The attached system is in static equilibrium, and the string in the middle is exactly horizontal.
Find:
a)tension T1
b)tension T2
c)tension T3
d)angle theta

Homework Equations

I know I need to create equations that equal zero to analyze the x and y components of force as well as torque

The Attempt at a Solution

So
Fx=T3x-T1x=0 (I think the tension in T2 is zero)
Fy=T1y + T3y-m3g-m2g=0
For the torque equation I'm using the axis of rotation as the point where T1 meets m3

torque = T2R + T3yR - m2gR

When I try to solve any of these I come across way too many unknowns to solve...can someone see if I've assessed for forces properly and show me where to go from here?

Thanks!

 

[K29]

you have 4 unknowns and 3 equations which means you should be able to solve for each variable fairly easily. ( I say 4 unknowns because T3x cand T3y can both be expressed in terms of T3, with some triangular thinking.. Not sure if your torque equation is right or wrong(haven't done that stuff in a while)

 

[psneath]

Can I assume that T1y=m3g and T3y=m2g?

 

[collinsmark]

Can I assume that T1y=m3g and T3y=m2g?

Yes, you can and you should. [I assume you mean T_1y = (3.0 kg) x g, and T_3y = (2.0 kg) x g]

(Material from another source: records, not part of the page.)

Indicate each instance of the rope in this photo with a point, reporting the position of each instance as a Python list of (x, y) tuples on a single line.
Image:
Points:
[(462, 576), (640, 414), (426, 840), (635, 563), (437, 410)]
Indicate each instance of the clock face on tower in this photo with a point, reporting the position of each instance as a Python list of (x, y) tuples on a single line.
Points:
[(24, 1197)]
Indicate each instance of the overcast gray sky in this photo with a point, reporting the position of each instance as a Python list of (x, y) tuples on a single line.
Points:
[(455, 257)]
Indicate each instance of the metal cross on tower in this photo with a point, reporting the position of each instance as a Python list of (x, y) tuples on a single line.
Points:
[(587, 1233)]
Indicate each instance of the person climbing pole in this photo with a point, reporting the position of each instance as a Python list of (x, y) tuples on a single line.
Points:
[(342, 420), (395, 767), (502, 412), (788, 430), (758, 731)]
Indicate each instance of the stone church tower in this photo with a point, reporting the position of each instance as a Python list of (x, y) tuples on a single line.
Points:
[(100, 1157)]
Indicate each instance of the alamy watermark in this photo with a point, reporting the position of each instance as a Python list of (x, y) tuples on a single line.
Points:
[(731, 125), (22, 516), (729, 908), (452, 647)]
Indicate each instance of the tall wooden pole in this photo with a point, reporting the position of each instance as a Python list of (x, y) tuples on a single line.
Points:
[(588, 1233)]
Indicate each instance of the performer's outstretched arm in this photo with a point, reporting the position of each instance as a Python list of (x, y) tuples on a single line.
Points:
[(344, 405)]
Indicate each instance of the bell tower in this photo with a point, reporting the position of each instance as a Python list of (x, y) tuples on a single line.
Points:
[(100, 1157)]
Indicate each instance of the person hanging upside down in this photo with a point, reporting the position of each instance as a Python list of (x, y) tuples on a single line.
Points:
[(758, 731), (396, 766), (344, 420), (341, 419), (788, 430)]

And it's important to understand why you can. So I encourage you to think about it for a couple of minutes.

Consider a tiny point on the string, right at the intersection of the T₁ string, the horizontal T₂ string, and the vertical string holding up the 3.0 kg mass. According to this small point of string, there are only 3 forces acting on it. So you can isolate this particular point to be a function of only these 3 forces. How many forces are acting on that particular point in the y-direction? Since nothing is accelerating, what does it tell you about those forces that exist in the y-direction (as seen from that particular point)?

[Edit: Btw, The above applies because we are dealing with light strings. If we were dealing with heavy rods, or rigid rods that clamped onto each other and held firm, things might be a little different.]